Is it normal to think it's okay for men to take a stance on abortion?
Abortion. The sensible stance is to allow a woman to choose. The theocratic stance is to ban it. And the completely moronic yet increasingly common stance is to tell a man he isn't allowed to have a view on it because he doesn't have a uterus.
Telling someone they can't have a view on something that doesn't directly affect them is extremely shortsighted. Are people not allowed to have a view on civil rights atrocities that go on in other countries because they don't live there? Are people without disabilities not allowed to have an opinion on the GOP blocking a bill in 2012 that would ban discrimination against disabled people? Are people not allowed to be appalled by police unfairly targeting minorities if they're white? The line of thinking commonly brought up in response to abortion leads to downright psychopathy. Being able to discern that something's wrong in a situation isn't a matter of being a victim of it, it's a matter of decency. And as for the inverse, women can be anti-abortion too.

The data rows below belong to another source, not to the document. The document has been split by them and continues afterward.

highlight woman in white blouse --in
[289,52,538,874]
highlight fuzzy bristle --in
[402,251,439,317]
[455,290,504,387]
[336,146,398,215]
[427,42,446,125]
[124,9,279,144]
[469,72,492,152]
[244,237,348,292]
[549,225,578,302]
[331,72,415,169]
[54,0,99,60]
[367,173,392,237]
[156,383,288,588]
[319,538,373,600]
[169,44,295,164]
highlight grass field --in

People must stand together and see themselves as one if they want to move past the problems that keep so many groups down. That means sexism is EVERYONE'S problem. Every time feminists tell men that they can't have a stance on abortion, they enforce an "us vs. them" situation and give fuel to their critics who say feminism is just a guise for modern misandry. Many feminists seem to want it both ways, to exclude men yet to have their compliance. Look, there's no convincing the MRAs that women aren't out to get them, they have something wrong with them and that's a lost cause. But the biggest thing preventing the average man from getting on board with feminism isn't the platform, it's the attitude. Telling men that what they think doesn't matter makes them an enemy, and that behavior is going to set women back as much as patriarchal attitudes have.